Who doesn’t know roasted sausages or genuine sausages in beer? The sausage is a purely Czech product and is registered as a guaranteed traditional specialty by the European Commission.
The post-revolution period was not very favorable to this popular Czech product, and many campers were quite frustrated with various substitutes that looked and smelled nice but performed all sorts of tricks over the fire.
Today, fortunately, these substitutes made from colored soy and flour and low-quality fillers are a thing of the past. That is, if you opt for a real sausage. Order was established by the standard from 2001.
The genuine Czech sausage first saw the light of day in 1891 on the occasion of the Provincial Jubilee Exhibition in Prague, where a complete sausage workshop was set up. The Provincial Exhibition showcased a number of then-unseen gastronomic activities, such as an American bar with black staff, a Japanese tea room, or a chocolate shop. However, the sausage workshop tent was the most crowded. At that time, sausages were still sold under the universal name “uzenky” and were sold warm directly from the smokehouse with horseradish and a salty roll for 8 kreuzers on a paper plate.

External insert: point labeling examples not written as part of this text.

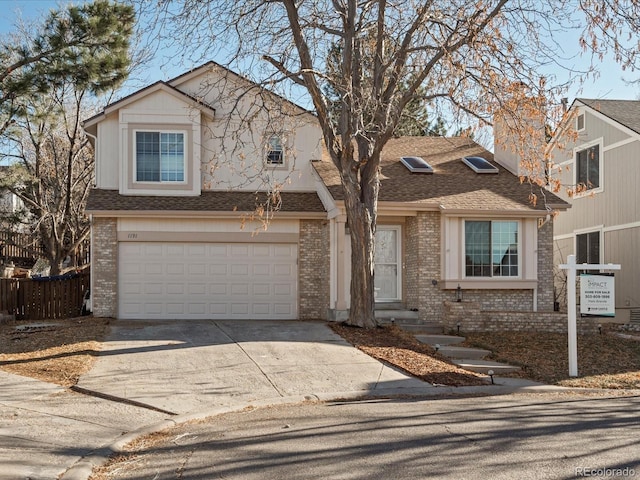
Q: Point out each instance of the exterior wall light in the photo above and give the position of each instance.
(458, 294)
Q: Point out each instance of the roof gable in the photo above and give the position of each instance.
(159, 86)
(452, 186)
(624, 112)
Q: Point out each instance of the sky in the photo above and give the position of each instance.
(610, 84)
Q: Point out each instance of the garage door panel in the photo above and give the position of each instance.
(202, 281)
(175, 289)
(241, 270)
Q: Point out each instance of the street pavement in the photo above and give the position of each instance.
(152, 375)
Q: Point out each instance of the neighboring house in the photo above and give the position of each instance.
(600, 154)
(169, 239)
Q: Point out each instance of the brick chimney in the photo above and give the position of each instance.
(519, 133)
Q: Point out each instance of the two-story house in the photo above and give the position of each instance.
(597, 160)
(182, 168)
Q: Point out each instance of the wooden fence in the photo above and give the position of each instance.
(43, 298)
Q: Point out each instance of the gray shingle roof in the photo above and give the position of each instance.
(625, 112)
(110, 200)
(453, 185)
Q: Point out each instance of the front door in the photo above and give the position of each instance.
(387, 264)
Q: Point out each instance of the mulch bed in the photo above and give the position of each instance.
(393, 346)
(604, 361)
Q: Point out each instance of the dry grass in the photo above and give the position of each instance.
(55, 351)
(604, 361)
(396, 347)
(60, 351)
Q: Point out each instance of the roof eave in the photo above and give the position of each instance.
(199, 214)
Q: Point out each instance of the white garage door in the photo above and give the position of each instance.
(207, 281)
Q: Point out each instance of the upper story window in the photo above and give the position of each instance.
(588, 248)
(275, 151)
(491, 248)
(159, 156)
(588, 167)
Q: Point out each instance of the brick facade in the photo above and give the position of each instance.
(104, 269)
(545, 267)
(423, 266)
(313, 269)
(422, 272)
(469, 317)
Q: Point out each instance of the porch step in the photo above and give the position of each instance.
(397, 315)
(426, 328)
(484, 366)
(389, 306)
(440, 339)
(463, 352)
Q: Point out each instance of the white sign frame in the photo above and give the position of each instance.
(597, 295)
(572, 330)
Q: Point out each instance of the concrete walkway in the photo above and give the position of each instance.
(154, 374)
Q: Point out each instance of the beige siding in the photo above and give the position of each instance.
(623, 247)
(619, 201)
(108, 154)
(615, 211)
(222, 155)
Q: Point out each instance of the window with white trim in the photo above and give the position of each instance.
(159, 156)
(588, 167)
(275, 151)
(491, 248)
(588, 247)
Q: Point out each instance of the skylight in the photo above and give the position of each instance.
(479, 165)
(416, 164)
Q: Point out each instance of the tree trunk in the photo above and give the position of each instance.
(361, 201)
(362, 307)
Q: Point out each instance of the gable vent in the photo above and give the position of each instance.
(479, 165)
(416, 164)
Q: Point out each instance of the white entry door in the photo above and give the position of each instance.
(387, 264)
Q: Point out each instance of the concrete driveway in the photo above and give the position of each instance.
(152, 375)
(179, 367)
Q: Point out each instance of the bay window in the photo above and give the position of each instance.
(491, 248)
(159, 156)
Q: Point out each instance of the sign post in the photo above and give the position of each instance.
(572, 330)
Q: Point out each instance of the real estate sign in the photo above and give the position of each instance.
(597, 295)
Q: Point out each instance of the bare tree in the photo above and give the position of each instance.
(52, 173)
(466, 59)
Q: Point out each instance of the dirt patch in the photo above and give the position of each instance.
(396, 347)
(60, 351)
(55, 351)
(604, 360)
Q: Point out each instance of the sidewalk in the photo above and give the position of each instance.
(153, 375)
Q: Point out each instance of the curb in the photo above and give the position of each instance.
(83, 468)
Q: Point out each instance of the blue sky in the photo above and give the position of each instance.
(610, 84)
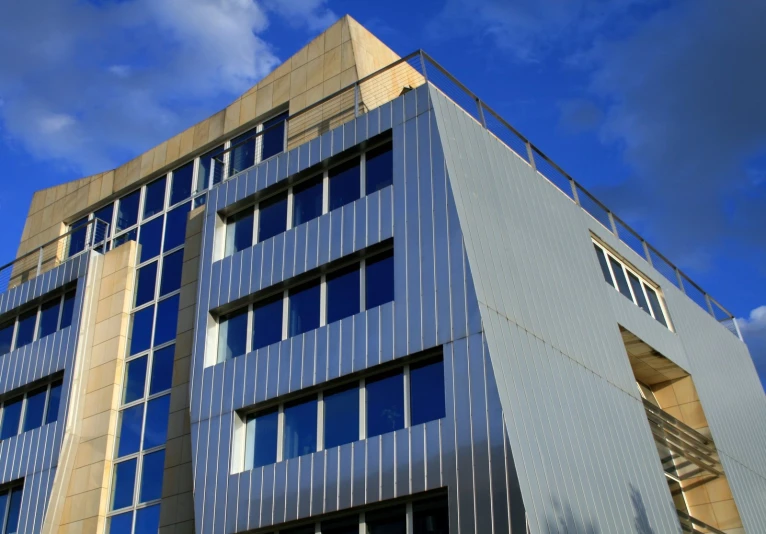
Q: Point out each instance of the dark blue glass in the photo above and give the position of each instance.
(379, 279)
(49, 317)
(304, 308)
(129, 437)
(385, 403)
(300, 429)
(344, 184)
(135, 379)
(150, 239)
(175, 226)
(127, 211)
(232, 335)
(343, 293)
(54, 400)
(180, 188)
(272, 217)
(11, 418)
(341, 416)
(154, 199)
(265, 438)
(25, 332)
(141, 330)
(167, 320)
(273, 137)
(307, 201)
(156, 429)
(35, 409)
(239, 231)
(267, 322)
(162, 370)
(146, 283)
(426, 392)
(151, 477)
(172, 264)
(379, 168)
(123, 484)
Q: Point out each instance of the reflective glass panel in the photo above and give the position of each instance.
(344, 183)
(379, 170)
(385, 403)
(304, 308)
(267, 322)
(300, 429)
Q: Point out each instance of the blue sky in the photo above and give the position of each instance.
(656, 106)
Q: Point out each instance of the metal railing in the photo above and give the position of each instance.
(88, 236)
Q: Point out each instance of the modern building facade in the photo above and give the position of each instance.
(357, 301)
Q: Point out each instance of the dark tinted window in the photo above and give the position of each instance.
(341, 416)
(304, 308)
(426, 392)
(272, 217)
(344, 184)
(379, 279)
(267, 322)
(385, 403)
(307, 201)
(343, 293)
(379, 170)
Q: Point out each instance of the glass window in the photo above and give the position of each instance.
(344, 184)
(242, 154)
(141, 330)
(426, 392)
(272, 217)
(11, 417)
(232, 335)
(154, 200)
(343, 293)
(172, 264)
(162, 370)
(151, 476)
(273, 138)
(267, 322)
(135, 379)
(123, 483)
(167, 320)
(146, 283)
(35, 409)
(385, 403)
(300, 429)
(25, 333)
(264, 435)
(67, 310)
(341, 416)
(6, 336)
(156, 430)
(379, 168)
(150, 239)
(175, 226)
(307, 201)
(604, 266)
(619, 274)
(127, 211)
(49, 317)
(304, 308)
(129, 436)
(54, 400)
(379, 279)
(239, 231)
(180, 188)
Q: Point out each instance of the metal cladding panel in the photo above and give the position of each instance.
(33, 455)
(584, 453)
(435, 304)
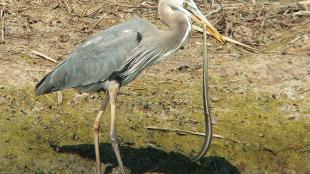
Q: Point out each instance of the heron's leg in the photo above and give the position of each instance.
(113, 91)
(96, 128)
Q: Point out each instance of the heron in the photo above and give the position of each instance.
(114, 57)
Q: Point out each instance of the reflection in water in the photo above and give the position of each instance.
(141, 160)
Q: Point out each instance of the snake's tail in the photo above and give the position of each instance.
(208, 121)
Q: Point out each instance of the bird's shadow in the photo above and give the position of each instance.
(143, 160)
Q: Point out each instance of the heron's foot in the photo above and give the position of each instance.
(119, 170)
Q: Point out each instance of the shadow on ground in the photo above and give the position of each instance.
(142, 160)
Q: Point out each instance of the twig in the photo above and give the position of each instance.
(2, 15)
(215, 11)
(304, 2)
(302, 13)
(43, 56)
(185, 132)
(59, 97)
(228, 40)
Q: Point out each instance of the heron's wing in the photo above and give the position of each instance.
(150, 50)
(93, 61)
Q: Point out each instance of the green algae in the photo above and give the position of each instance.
(39, 136)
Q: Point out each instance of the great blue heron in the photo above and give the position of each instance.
(116, 56)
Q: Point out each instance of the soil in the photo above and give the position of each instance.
(259, 100)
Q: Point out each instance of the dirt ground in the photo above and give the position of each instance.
(260, 100)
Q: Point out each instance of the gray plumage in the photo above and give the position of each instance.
(116, 56)
(100, 58)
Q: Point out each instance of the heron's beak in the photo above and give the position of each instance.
(199, 17)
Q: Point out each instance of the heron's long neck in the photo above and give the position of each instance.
(179, 26)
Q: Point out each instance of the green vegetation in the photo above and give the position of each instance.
(39, 136)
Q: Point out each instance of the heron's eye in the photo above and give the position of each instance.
(185, 4)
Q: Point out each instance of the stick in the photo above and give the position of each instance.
(44, 56)
(302, 13)
(185, 132)
(228, 39)
(59, 97)
(2, 15)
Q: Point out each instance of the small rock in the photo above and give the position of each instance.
(148, 106)
(183, 68)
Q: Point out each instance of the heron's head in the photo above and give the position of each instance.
(190, 9)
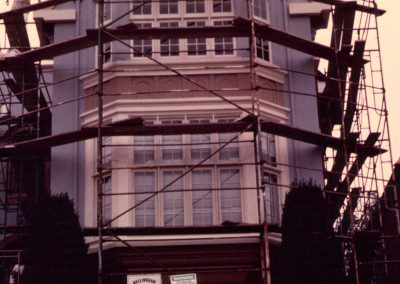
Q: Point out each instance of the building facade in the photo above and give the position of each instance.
(223, 188)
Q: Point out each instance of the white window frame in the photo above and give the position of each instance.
(196, 41)
(242, 208)
(194, 3)
(257, 5)
(221, 2)
(169, 3)
(134, 197)
(262, 50)
(179, 55)
(273, 216)
(142, 40)
(183, 193)
(233, 54)
(132, 6)
(214, 197)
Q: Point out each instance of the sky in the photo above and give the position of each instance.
(389, 30)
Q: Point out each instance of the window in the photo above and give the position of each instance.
(222, 6)
(260, 9)
(142, 7)
(231, 200)
(173, 199)
(231, 151)
(195, 6)
(107, 158)
(202, 201)
(200, 152)
(169, 47)
(268, 148)
(172, 151)
(262, 49)
(107, 11)
(271, 197)
(107, 200)
(145, 46)
(143, 154)
(196, 46)
(145, 184)
(107, 52)
(223, 45)
(169, 7)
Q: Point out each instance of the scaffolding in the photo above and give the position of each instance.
(354, 138)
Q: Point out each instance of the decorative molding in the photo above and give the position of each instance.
(195, 66)
(56, 16)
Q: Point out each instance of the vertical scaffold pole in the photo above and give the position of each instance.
(255, 104)
(100, 61)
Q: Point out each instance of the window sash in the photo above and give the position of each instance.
(222, 6)
(140, 7)
(169, 7)
(107, 200)
(144, 213)
(223, 45)
(271, 198)
(145, 46)
(202, 201)
(173, 202)
(195, 6)
(231, 200)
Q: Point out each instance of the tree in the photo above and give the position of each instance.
(55, 249)
(310, 253)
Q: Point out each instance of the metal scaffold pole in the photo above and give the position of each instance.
(100, 62)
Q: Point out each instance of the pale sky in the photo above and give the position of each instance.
(389, 29)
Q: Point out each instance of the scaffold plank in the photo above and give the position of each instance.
(337, 200)
(148, 231)
(33, 7)
(148, 130)
(339, 163)
(358, 7)
(355, 75)
(240, 28)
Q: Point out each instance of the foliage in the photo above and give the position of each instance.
(310, 252)
(55, 249)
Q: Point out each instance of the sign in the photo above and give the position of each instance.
(144, 279)
(184, 279)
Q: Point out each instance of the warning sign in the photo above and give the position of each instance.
(144, 279)
(184, 279)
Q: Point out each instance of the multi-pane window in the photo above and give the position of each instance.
(222, 6)
(260, 9)
(107, 158)
(196, 46)
(169, 7)
(144, 186)
(144, 150)
(231, 151)
(107, 52)
(202, 200)
(195, 6)
(172, 151)
(262, 49)
(173, 198)
(106, 11)
(271, 197)
(268, 148)
(107, 199)
(200, 148)
(142, 47)
(169, 47)
(142, 7)
(231, 200)
(223, 45)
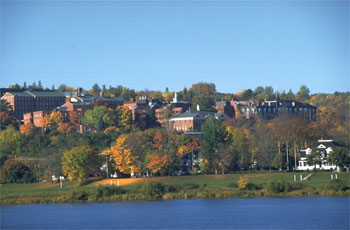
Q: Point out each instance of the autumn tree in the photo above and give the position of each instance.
(53, 119)
(78, 162)
(121, 156)
(7, 119)
(340, 156)
(124, 116)
(157, 163)
(65, 128)
(26, 129)
(213, 133)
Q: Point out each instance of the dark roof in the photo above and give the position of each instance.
(89, 98)
(221, 103)
(44, 93)
(5, 90)
(21, 94)
(200, 114)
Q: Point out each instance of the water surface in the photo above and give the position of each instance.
(257, 213)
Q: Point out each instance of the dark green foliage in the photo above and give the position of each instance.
(206, 103)
(153, 190)
(189, 186)
(77, 195)
(277, 186)
(213, 133)
(338, 185)
(232, 185)
(16, 172)
(107, 191)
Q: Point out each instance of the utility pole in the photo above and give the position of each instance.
(287, 155)
(295, 156)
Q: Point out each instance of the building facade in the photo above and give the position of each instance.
(324, 148)
(271, 109)
(30, 101)
(191, 121)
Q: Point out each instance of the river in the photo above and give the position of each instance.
(256, 213)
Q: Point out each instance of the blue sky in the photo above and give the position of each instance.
(156, 44)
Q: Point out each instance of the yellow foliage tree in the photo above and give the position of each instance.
(122, 158)
(124, 116)
(53, 119)
(26, 128)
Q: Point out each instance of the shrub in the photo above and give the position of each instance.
(16, 172)
(77, 195)
(172, 188)
(243, 182)
(107, 191)
(189, 186)
(232, 185)
(153, 190)
(276, 186)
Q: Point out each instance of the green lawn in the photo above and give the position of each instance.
(44, 191)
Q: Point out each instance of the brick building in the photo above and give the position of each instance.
(271, 109)
(30, 100)
(191, 121)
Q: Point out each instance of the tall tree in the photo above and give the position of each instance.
(121, 156)
(213, 133)
(78, 162)
(303, 94)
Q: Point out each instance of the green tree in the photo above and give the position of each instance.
(213, 133)
(340, 156)
(303, 94)
(16, 172)
(10, 143)
(100, 117)
(78, 162)
(206, 103)
(314, 158)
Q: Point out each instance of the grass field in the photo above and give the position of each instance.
(45, 192)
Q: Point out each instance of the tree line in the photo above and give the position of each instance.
(141, 147)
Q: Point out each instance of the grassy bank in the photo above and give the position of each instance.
(179, 187)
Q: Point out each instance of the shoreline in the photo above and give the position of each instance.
(275, 185)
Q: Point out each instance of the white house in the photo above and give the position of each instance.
(324, 148)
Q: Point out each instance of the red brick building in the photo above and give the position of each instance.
(30, 100)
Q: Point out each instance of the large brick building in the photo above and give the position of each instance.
(271, 109)
(191, 121)
(30, 101)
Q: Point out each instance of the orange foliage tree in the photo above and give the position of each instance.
(157, 163)
(121, 156)
(26, 128)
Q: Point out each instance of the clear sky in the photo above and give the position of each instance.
(157, 44)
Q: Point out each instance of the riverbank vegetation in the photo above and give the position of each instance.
(185, 187)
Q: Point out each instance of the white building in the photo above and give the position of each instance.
(324, 148)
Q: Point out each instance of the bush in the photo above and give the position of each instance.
(107, 191)
(243, 182)
(232, 185)
(276, 186)
(16, 172)
(77, 195)
(337, 185)
(189, 186)
(153, 190)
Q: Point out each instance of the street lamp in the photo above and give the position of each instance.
(107, 171)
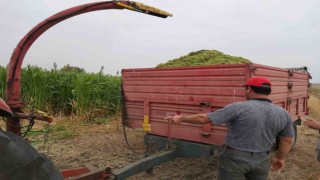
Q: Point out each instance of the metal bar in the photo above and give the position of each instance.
(144, 164)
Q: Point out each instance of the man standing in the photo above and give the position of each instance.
(313, 124)
(252, 129)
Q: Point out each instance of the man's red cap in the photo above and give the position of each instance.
(259, 81)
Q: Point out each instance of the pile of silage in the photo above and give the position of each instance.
(204, 57)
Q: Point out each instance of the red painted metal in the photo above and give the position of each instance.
(158, 92)
(13, 76)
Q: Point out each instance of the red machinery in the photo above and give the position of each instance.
(153, 93)
(18, 159)
(13, 77)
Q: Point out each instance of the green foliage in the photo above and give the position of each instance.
(68, 92)
(204, 57)
(68, 68)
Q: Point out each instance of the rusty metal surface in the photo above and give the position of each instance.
(153, 93)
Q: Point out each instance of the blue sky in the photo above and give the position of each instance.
(276, 33)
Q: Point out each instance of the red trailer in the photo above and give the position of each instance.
(152, 93)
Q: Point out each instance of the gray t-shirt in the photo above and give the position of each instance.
(254, 124)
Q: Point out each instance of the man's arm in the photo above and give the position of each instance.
(277, 162)
(312, 124)
(194, 119)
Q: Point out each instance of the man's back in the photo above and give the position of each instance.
(253, 124)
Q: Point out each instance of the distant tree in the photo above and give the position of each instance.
(68, 68)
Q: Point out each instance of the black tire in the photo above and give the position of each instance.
(19, 160)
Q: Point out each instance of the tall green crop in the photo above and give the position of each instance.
(67, 92)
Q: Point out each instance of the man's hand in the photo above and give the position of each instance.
(277, 164)
(175, 119)
(312, 124)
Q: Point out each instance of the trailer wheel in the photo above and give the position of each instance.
(19, 160)
(293, 144)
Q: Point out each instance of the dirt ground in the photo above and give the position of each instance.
(102, 145)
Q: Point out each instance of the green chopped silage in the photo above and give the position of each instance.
(204, 57)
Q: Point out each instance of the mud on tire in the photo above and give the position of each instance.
(19, 160)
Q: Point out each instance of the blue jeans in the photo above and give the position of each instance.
(239, 165)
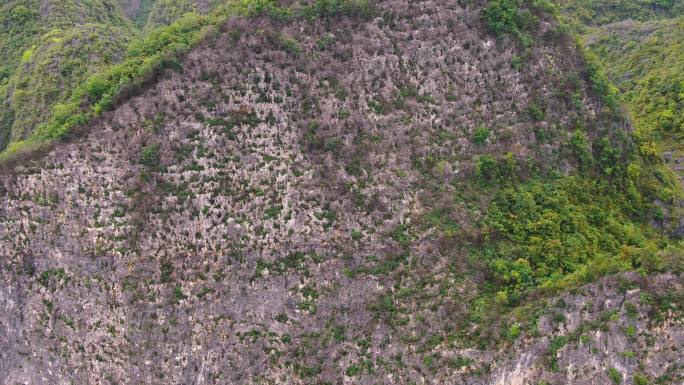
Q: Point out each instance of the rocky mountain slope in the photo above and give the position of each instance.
(390, 193)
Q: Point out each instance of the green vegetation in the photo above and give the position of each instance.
(508, 17)
(598, 12)
(104, 84)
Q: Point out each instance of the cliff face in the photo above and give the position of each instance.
(259, 216)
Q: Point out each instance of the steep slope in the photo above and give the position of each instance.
(46, 47)
(646, 63)
(308, 201)
(602, 12)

If you buy a sausage today and don’t get fooled by a similarly named substitute like “opékáček” or “buřtík,” this delicacy will contain at least 40% meat and a maximum of 15% fat, consisting of beef, pork, and back lard. A significant part of the sausage is made up of approximately four-millimeter cubes of pork fat, which, when grilled, give the sausage both flavor and juiciness.
Sausages are tied with classic string after being filled into casings and should be smoked for about two and a half hours at 75 degrees. In the cold, the sausage should last up to 14 days without any problems.